Все-таки смягчаю формулировку и не упоминаю про прислуживание, но это не действует на требовательное зеркало.
– Как же я могу ухаживать, ежели ничего не вижу! Ну и бестолковка ты! Как с тобой жить? Давай-ка, пошевеливайся. Здесь где-то дверка должна быть в уборную. Найди-ка ее. Ежели вода уже проснулась, то намочи-ка тряпицу, да протри меня.
– А тряпицу где взять?
К своему ужасу чувствую себя как в детстве, будто мной, как раньше, командует не в меру властная родительница.
– Да хоть с себя сыми. Все равно твои одежки больше ни на что не годятся. Ходишь, как оборванка. Так на тебя ни один жених не посмотрит.
Невольно вспоминается пренебрежение Ретфера. Ему тоже моя пижамка не понравилась.
И почему я опять о нем думаю? Фиг бы с ним, раз для него одежда важнее человека. У меня и без него дел много – вон, зеркало скандалит, мыться просит.
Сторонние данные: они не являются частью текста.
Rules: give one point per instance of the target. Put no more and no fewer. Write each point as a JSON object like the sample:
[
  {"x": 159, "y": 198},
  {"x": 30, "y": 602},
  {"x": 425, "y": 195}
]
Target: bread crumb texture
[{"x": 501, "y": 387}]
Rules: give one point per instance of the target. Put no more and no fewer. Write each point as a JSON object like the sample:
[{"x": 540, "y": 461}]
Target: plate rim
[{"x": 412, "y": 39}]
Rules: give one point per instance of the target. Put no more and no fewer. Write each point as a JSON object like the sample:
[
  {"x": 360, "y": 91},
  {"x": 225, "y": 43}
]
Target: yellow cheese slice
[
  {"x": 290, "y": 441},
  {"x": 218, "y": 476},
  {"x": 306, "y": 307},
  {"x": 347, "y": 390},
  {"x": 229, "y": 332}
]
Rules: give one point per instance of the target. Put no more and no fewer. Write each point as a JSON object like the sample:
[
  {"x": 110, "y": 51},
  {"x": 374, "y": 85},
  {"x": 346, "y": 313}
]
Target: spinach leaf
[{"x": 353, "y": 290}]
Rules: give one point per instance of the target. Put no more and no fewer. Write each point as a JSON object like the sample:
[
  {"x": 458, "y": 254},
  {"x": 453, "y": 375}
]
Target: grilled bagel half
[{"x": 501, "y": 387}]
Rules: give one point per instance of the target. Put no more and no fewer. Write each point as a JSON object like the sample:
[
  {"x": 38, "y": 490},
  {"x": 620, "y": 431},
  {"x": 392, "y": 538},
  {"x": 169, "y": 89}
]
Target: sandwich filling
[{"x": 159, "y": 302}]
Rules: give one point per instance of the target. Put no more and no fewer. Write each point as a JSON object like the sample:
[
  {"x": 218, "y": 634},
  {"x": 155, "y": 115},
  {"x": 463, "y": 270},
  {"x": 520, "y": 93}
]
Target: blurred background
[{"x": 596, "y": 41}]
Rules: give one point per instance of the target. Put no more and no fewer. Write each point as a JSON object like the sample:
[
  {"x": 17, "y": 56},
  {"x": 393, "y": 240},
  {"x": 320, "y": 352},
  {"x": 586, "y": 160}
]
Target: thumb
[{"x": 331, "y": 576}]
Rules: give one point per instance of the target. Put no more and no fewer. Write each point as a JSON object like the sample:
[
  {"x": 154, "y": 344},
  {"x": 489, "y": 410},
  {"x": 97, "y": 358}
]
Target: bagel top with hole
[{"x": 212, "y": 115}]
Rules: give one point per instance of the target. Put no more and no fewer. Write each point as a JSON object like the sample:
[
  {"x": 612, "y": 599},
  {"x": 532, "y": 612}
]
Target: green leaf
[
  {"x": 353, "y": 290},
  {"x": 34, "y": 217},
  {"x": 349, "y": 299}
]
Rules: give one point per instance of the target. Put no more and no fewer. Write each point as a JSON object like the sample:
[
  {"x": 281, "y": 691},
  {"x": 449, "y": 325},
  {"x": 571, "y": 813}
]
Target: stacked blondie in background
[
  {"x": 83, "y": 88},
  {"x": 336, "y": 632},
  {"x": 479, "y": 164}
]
Разумеется, я не могу проявить к своей пижамке столь вопиющего вандализма. Она, можно сказать, единственно, что осталось у меня от родного мира, поэтому хватаю первое, что попадается под руку и поворачиваюсь к привередливому зеркалу.
– Куды ты сорочку покойной венари Кэтарии потащила?! – возмущенно завопило оно. – Немедленно поклади на место, бестолковка! Разве ж нынче найдешь такой тонкий шелк, а кружева, а? Разучились девки кружева плести! Поклади, говорю, немедленно. Вон, свою рубашонку сымай. Ткань, грубя, мятая – в таком только служанки ходють, – и ни кусочка кружавчиков. Рази ж благородная венари может на себя подобное надеть?
– Не сниму! – протестую я, крепче стягивая у шеи воротник пижамной рубашки. – И ткань вовсе не грубая, а очень даже мягкая, настоящий гипоаллергенный хлопок....
– Гипполергенный? Лошадиный что ли? Вот еще, лошадиной вони в гардеробной венери не хватало! – зеркало даже дребезжит от возмущения.
– Сыпи от него не бывает, раздражения, – поясняю я.
– А-а-а, раздражения. Тады оставляй. Но что-то твой лошадиный хлопок не больно помогает, какая-то ты слишком раздраженная, – в голосе зеркала слышится сомнение.
– К тому же, у вас такого точно не достать, – продолжаю настаивать я. – Эксклюзив, можно сказать. А сорочка эта все равно вся грязная, кружавчики же в случае чего можно и отпороть! Я все сказала! Я здесь хозяйка и я решаю, а ты, подскажи-ка лучше, где можно эту сорочку намочить, чтобы наконец отмыть тебя, ведь ты так… такая красивая, – чуть было не обращаюсь к зеркалу в среднем роде, но вспоминаю, что оно представилось – денфа Мирела. Не стоит обижать запертую в зеркале душу, да еще и духа дома. Тем более, что она все больше напоминает бабушек у подъезда, а им только попадись на язык.
– Наконец-то вспомнила, – Мирела ворчит, но в голосе прорываются довольные нотки. – А то все за свою рубашонку переживала. Ужо дай мне волю, наряжу так, что станешь первой красавицей. Давай же скорее, мой меня. А сорочку, уж так и быть, можешь забрать. Вон, видишь, справа от тебя дверца? Вот за ней уборную и найдешь. Да шевелись же, что ты как мертвая? Так ни одного жениха не догонишь.
А, то есть они здесь еще и убегают?
Это местное развлечение такое – догони мужчину и сделай его своим женихом?
Хм… Может, венары Неф поэтому и сбежали один за другим, что ожидали моей погони за ними?
Ну, пусть и дальше ждут. Ожидание тренирует терпение.
С этими мыслями я толкаю дверцу, с трудом найденную за заваленной нарядами ширмой, шагаю в «уборную», как ее назвала Мирела и застываю на месте. Только челюсть едва не стукается о плитку пола.
Вот это… даже не знаю как назвать, но точно не уборная, которая ассоциируется у меня со скворечником на улице.
Нет, это великолепное помещение, облицованное нежнейшей лилово-розовой глазированной плиткой с крохотными золотистыми крапинками, создающими эффект волшебного мерцания, пробивающегося даже сквозь слой пыли. Чисто девочковая ванная. Офигенная и крышесносная. Если бы у меня были необходимые средства, то мечтала бы именно о такой.